In jhrcook/KrasAlleleCna: The Allele-Specific CNA Analysis of KRAS in CRC
knitr::opts_chunk$set(
collapse = TRUE,
comment = "#>"
)
Set Up
Load libraries:
library(magrittr)
library(dplyr)
library(stringr)
library(readr)
library(KrasAlleleCna)
Establish paths:
pkg_dir <- system.file(package = "KrasAlleleCna")
extdata_dir <- system.file("extdata", package = "KrasAlleleCna")
data_dir <- system.file("data", package = "KrasAlleleCna")
Data Sources
BAM files were download from Genomic Data Commons (GDC): TCGA-COAD, TCGA-READ, TCGA-AML, TCGA-PAAD, TCGA-DLBC
Tumor purity scores were downloaded from https://gdc.cancer.gov/about-data/publications/pancanatlas and labeled "ABSOLUTE purity/ploidy file - TCGA_mastercalls.abs_tables_JSedit.fixed.txt"
Tumor CNV data were downloaded from https://gdc.cancer.gov/about-data/publications/pancanatlas and labeled "Copy Number - broad.mit.edu_PANCAN_Genome_Wide_SNP_6_whitelisted.seg"
All downloaded files were downloaded to "data-raw/".
Prepare file name lists using manifest and sample sheet from GDC
The Manifest and Sample Sheet were downloaded from GDC Data Portal after adding the files to the cart. They were saved to "data-raw/".
The sample sheet was loaded and filtered for the desired sample types.
# read in tsv and adjust column names
tcga_sample_sheet <- read_tsv(file.path(extdata_dir, "tcga_sample_sheet.tsv"))
colnames(tcga_sample_sheet) <- str_replace_all(colnames(tcga_sample_sheet),
" ", "_") %>%
str_to_lower()
# Filter for primary tumors samples
tcga_sample_sheet %<>%
filter(sample_type %in% c("Primary Blood Derived Cancer - Bone Marrow",
"Primary Blood Derived Cancer - Peripheral Blood",
"Primary Tumor")) %>%
filter(!str_detect(file_name, "gapfillers")) %>%
unique()
head(tcga_sample_sheet)
Keep only one data file per case ID
There were some case IDs with more than one file. I used a bunch of manual filters to eventually only have one file per sample. You can see these filters in "R/download-createfilenamelists.R".
I began by gathering the IDs with multiple files.
ids_table <- table(tcga_sample_sheet$case_id)
ids_table <- ids_table[ids_table > 1]
length(ids_table)
Only r length(ids_table) samples had more than one file, so this was not a wide-spread problem.
tcga_sample_sheet %<>%
group_by(case_id) %>%
mutate(keep = choose_one_filename(file_name)) %>%
filter(keep == file_name) %>%
ungroup()
# check that all case_IDs are unique
n_unique(tcga_sample_sheet$case_id) == nrow(tcga_sample_sheet)
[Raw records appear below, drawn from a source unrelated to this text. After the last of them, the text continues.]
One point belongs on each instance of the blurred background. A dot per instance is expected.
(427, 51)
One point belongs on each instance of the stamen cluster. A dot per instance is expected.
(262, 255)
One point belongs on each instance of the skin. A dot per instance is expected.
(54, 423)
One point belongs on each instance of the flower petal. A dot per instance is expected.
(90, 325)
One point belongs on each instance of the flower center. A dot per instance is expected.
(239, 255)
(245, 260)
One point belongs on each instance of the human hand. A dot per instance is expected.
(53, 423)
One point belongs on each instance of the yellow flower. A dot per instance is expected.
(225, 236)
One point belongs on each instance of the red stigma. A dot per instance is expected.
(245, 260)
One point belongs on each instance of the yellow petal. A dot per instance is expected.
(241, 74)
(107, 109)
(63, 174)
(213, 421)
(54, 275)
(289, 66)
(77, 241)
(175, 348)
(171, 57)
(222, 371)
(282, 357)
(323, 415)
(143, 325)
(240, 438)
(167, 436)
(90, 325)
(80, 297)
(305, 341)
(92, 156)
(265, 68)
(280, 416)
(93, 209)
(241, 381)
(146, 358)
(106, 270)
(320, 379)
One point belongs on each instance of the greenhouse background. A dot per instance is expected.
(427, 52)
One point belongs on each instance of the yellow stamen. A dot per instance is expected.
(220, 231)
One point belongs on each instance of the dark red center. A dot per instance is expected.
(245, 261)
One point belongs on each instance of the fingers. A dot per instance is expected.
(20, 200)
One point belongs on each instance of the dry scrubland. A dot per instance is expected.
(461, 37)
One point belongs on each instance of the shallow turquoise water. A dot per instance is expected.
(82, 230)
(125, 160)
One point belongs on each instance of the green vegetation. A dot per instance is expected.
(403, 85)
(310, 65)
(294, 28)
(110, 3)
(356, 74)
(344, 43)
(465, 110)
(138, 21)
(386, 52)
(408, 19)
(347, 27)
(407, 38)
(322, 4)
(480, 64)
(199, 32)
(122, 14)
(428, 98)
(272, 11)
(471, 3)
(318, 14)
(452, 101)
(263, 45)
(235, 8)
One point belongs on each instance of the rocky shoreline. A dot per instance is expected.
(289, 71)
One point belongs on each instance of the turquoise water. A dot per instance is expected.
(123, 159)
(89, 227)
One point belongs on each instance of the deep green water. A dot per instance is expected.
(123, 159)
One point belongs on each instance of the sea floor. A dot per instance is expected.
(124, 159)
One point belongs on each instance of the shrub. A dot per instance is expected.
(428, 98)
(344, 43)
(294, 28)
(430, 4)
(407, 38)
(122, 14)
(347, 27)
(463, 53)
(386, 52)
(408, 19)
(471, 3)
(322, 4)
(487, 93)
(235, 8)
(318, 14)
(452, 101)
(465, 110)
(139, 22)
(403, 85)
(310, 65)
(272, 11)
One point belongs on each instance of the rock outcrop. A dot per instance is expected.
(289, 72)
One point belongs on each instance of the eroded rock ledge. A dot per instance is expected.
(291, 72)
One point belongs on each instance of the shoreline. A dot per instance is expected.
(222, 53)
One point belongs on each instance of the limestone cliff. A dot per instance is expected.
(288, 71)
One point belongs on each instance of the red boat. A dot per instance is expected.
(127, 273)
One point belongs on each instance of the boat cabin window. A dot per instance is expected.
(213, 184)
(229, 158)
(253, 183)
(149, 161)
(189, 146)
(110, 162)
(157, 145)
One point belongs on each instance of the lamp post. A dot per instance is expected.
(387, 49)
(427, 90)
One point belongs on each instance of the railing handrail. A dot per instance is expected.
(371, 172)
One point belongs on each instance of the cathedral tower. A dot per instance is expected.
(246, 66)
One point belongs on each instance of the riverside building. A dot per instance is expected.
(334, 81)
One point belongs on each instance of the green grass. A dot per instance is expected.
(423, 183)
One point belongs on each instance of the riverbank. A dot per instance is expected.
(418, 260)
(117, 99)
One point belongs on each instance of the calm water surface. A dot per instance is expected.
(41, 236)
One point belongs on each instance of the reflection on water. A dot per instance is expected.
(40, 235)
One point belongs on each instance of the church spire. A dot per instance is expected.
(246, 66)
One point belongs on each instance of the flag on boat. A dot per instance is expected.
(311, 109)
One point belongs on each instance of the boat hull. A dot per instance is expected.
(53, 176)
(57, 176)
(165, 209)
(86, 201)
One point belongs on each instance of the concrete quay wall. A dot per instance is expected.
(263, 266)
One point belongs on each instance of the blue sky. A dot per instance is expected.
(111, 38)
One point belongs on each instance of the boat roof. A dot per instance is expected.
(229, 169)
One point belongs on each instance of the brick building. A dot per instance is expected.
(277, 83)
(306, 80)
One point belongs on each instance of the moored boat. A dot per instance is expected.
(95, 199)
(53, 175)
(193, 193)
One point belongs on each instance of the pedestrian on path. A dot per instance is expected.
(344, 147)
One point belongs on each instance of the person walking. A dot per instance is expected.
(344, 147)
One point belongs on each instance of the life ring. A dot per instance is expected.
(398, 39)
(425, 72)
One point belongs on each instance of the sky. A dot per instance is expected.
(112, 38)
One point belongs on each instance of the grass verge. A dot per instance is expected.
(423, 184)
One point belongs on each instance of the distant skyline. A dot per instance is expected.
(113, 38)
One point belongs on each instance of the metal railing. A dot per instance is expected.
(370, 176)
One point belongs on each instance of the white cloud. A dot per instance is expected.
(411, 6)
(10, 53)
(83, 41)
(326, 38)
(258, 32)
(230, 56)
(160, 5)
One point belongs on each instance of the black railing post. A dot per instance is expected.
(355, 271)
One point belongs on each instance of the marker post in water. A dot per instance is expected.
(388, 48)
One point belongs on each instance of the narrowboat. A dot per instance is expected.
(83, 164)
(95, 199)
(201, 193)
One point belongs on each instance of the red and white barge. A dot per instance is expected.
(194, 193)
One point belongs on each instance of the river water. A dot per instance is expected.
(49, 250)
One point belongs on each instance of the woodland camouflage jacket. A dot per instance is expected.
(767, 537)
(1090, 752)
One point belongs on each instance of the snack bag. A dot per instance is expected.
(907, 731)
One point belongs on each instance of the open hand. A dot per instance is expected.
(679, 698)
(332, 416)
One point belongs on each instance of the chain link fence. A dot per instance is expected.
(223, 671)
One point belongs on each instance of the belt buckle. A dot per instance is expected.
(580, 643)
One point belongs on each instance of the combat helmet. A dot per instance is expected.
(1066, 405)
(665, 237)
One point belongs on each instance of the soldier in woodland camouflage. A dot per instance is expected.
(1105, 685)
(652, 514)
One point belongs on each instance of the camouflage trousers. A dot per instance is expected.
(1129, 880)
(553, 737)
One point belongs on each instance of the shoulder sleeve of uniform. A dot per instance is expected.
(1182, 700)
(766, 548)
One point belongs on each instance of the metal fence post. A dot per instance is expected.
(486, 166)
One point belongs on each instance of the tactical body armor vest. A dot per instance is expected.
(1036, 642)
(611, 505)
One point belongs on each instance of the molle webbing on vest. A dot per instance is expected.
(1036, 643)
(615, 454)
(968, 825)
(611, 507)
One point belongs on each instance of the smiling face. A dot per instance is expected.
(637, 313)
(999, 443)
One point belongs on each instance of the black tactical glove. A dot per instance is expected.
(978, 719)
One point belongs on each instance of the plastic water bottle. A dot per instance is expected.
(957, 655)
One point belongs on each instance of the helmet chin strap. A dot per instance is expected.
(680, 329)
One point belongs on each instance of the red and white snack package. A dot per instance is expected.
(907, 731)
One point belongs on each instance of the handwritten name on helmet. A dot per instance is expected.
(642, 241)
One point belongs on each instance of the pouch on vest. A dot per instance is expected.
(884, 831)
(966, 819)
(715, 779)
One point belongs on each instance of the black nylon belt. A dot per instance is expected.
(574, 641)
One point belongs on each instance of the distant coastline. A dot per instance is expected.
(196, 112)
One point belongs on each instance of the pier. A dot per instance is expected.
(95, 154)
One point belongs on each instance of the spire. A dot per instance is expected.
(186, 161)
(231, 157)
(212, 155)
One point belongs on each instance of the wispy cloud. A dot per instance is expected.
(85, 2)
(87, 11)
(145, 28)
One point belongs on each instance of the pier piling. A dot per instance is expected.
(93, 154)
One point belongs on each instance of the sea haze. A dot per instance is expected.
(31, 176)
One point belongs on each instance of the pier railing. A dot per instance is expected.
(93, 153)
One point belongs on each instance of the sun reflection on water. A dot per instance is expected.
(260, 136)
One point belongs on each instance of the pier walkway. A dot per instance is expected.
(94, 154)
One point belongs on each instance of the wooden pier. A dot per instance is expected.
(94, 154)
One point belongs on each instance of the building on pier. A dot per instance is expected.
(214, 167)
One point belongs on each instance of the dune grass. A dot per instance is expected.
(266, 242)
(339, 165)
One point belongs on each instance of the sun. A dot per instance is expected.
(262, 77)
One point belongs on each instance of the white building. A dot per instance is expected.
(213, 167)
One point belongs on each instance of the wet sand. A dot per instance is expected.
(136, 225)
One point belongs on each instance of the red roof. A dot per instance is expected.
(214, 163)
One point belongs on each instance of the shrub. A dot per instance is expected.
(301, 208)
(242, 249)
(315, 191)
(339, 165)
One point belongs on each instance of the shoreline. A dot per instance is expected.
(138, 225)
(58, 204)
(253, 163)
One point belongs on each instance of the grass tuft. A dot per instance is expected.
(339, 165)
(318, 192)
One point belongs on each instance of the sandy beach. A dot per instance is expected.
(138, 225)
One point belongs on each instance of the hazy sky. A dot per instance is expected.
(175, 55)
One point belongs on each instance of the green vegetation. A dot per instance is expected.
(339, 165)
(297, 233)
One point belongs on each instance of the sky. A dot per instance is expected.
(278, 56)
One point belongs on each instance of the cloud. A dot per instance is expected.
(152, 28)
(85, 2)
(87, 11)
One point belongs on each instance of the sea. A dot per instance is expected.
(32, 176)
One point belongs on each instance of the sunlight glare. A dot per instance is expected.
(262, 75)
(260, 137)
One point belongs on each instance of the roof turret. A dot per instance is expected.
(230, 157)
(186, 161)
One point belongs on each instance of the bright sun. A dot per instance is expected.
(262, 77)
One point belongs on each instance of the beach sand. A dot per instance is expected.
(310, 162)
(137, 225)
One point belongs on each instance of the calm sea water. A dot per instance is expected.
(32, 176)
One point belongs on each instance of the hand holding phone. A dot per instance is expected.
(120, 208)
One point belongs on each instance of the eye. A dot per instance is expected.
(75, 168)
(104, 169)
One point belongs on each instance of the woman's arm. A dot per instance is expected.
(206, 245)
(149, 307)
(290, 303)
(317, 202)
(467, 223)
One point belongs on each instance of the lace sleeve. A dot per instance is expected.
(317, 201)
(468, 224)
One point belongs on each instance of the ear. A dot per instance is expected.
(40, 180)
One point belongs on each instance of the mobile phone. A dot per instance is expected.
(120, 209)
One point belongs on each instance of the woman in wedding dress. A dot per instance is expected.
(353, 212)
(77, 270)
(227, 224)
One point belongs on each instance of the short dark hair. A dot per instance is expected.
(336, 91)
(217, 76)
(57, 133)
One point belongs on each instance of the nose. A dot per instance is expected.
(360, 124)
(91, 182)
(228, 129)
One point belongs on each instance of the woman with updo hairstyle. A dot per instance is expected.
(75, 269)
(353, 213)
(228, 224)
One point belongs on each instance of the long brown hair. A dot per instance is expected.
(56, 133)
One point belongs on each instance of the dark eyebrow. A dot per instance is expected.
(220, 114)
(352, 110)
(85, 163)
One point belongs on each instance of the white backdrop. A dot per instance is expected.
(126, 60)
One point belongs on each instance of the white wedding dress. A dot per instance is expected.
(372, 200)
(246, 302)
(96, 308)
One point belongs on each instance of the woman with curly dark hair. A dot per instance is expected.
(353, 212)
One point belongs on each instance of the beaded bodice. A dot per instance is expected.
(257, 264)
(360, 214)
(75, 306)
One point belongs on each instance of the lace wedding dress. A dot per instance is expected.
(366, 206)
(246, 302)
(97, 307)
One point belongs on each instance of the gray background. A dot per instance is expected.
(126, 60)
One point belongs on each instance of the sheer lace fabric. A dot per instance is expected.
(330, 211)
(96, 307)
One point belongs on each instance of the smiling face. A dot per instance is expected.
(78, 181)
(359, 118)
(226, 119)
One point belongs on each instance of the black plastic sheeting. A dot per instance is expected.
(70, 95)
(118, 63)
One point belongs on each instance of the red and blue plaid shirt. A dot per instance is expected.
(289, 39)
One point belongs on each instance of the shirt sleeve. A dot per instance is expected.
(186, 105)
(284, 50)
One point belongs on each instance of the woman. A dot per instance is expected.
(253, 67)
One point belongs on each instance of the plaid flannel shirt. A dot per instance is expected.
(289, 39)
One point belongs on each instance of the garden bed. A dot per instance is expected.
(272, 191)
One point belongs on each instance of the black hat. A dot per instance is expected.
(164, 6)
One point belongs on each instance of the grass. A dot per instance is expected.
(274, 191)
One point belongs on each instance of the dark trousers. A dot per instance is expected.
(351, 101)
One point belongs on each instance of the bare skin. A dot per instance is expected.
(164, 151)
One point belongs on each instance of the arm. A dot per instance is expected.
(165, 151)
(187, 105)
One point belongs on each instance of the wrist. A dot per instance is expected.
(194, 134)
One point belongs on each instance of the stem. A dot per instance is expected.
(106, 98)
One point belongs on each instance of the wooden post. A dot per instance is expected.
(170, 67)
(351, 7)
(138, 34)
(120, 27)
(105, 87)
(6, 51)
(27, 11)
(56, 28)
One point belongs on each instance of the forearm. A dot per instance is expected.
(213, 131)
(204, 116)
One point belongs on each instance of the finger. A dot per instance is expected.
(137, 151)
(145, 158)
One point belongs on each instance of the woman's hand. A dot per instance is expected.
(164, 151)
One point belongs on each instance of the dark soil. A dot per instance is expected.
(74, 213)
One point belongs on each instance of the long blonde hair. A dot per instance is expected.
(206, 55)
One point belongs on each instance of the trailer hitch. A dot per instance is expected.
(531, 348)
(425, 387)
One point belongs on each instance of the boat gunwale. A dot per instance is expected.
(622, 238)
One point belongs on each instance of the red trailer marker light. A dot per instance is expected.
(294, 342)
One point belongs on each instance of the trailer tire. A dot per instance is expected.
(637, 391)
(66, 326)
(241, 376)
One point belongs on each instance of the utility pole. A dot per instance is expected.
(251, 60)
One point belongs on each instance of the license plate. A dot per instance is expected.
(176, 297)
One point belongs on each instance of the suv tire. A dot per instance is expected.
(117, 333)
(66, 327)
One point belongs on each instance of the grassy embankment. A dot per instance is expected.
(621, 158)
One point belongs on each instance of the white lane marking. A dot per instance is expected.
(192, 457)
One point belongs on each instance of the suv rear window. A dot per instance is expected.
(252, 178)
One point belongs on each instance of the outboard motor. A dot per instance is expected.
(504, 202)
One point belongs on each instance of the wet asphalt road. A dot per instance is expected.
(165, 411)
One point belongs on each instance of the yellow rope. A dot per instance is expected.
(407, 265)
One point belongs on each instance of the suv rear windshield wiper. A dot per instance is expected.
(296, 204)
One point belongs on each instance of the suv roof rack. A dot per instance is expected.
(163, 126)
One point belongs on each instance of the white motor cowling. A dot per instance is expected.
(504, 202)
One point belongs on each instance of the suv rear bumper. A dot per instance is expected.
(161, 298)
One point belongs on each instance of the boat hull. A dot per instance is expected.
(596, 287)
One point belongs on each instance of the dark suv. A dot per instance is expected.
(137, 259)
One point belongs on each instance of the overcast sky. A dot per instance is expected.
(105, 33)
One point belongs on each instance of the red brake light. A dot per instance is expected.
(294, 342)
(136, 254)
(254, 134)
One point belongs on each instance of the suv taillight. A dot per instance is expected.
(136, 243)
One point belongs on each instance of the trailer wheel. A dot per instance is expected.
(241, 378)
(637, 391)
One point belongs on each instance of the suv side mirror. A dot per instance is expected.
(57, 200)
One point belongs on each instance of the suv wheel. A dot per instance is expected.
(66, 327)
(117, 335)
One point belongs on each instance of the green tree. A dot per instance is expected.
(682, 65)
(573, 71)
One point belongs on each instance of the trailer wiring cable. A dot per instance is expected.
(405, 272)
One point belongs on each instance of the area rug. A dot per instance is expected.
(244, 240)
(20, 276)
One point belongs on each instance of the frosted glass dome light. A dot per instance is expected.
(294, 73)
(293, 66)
The final list of filenames was saved to "data/tcga_filename_list.txt"
cat(unlist(tcga_sample_sheet$file_id),
file = file.path(extdata_dir, "tcga_filename_list.txt"),
sep = "\n")
Download and processing BAM files
This script is submitted as a batch array, passing as the first argument a file listing the file names from GDC (created in above). Below is the step-by-step process in 'download_process_tcga_bams.sh':
- the region surround KRAS is downloaded from the GDC API
samtools index indexes the BAM filebcftools mpileup | bcftools call makes a VCF of variants in KRASbcftools mpileup creates an annotated VCFannovar annotates the VCF file to find mutations in KRAS
The script was run as a batch array using the following command.
sbatch --array=1-$(wc -l < data-raw/tcga_filename_list.txt) \
bash-scripts/download_process_tcga_bams.sh \
data-raw/tcga_filename_list.txt
Failed downloads
Some files failed to download, returning "internal server error" or "" instead of the BAM file. The file names of the files that failed were stored to "data-raw/failed_downloads.txt" and turned into a "RData" file "failed_downloads.RData".
failed_downloads <- readLines(file.path(extdata_dir, "failed_downloads.txt"))
failed_downloads <- str_split_fixed(unlist(failed_downloads), ":", 2)[, 1]
I added this information to the downloaded column of the sample sheet tibble before saving the final data table to "data/"
tidy_tcga_sample_sheet <- tcga_sample_sheet %>%
mutate(downloaded = !(file_id %in% failed_downloads))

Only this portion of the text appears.